As I'm sure you all remember my award-winning CHONE-based projections combined with a spreadsheet from Beyond the Box Score for the 2009 Royals that came out long ago (and by long ago, I mean earlier this week). Since then, Sky Kalkman has "perfected" his spreadsheet and started Beyond the Box Score's Community Projection Project. Your's truly offered to "coordinate" the Royals projections over here. I hope that's cool, 'cause it's too late. The idea is that the nerdy portion of each team's internet fanbase (us) would fill out its respective team's tab of this massive EditGrid spreadsheet (click the tabs at the bottom to get to KCA -- you'll have to "arrow over" pretty far to the right). As before, I've filled in the basic vaules, but this time, I didn't get too crazy and specific. I just went with some very lightly "contoured" playing time predictions and stuff.

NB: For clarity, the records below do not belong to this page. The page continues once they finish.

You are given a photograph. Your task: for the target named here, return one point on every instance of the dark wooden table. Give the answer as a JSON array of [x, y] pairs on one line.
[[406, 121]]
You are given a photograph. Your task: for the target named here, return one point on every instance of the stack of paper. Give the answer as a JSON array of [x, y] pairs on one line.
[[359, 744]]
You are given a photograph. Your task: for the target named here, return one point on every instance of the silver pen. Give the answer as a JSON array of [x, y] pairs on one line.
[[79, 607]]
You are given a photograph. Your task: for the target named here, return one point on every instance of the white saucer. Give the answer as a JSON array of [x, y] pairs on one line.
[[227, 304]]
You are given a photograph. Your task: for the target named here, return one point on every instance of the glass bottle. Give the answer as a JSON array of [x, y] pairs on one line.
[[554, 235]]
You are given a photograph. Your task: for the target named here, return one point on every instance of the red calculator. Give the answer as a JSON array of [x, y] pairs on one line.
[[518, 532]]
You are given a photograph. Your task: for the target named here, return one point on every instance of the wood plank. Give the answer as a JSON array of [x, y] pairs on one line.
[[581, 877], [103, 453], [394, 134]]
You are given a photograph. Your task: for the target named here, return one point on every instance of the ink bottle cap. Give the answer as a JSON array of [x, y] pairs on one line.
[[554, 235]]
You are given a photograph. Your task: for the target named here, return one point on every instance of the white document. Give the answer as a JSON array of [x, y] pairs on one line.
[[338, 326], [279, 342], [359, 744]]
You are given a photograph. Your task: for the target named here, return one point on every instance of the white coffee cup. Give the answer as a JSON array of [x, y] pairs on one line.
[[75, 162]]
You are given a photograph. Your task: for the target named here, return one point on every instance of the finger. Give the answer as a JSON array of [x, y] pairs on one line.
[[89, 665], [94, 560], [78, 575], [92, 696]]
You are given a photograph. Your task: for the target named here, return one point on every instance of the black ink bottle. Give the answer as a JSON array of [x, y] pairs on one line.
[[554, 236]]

Why? Because this isn't my personal projection, but a community projection that I hope we can all come together and participate in to some extent, despite some recent disagreements and what-not.
So what do we do?
To repeat what I said in my earlier post, I simply entered in CHONE's projected rate offensive and pitching stats available both from CHONE's own site and also from Fangraphs. I used CHONE as my starting point because it's free and easily accesible to everyone with a level of detail not yet available from any other free projection systems, and it's completely out now. That doesn't mean we can't incorporate stuff from other projection systems as they come out (PECOTA and ZiPS are excellent, but neither is fully out yet, and PECOTA is only properly accessible to Baseball Prospectus subscribers). I hope that we also get input from those systems when they come out with their Royals projections... but more on that in a minute.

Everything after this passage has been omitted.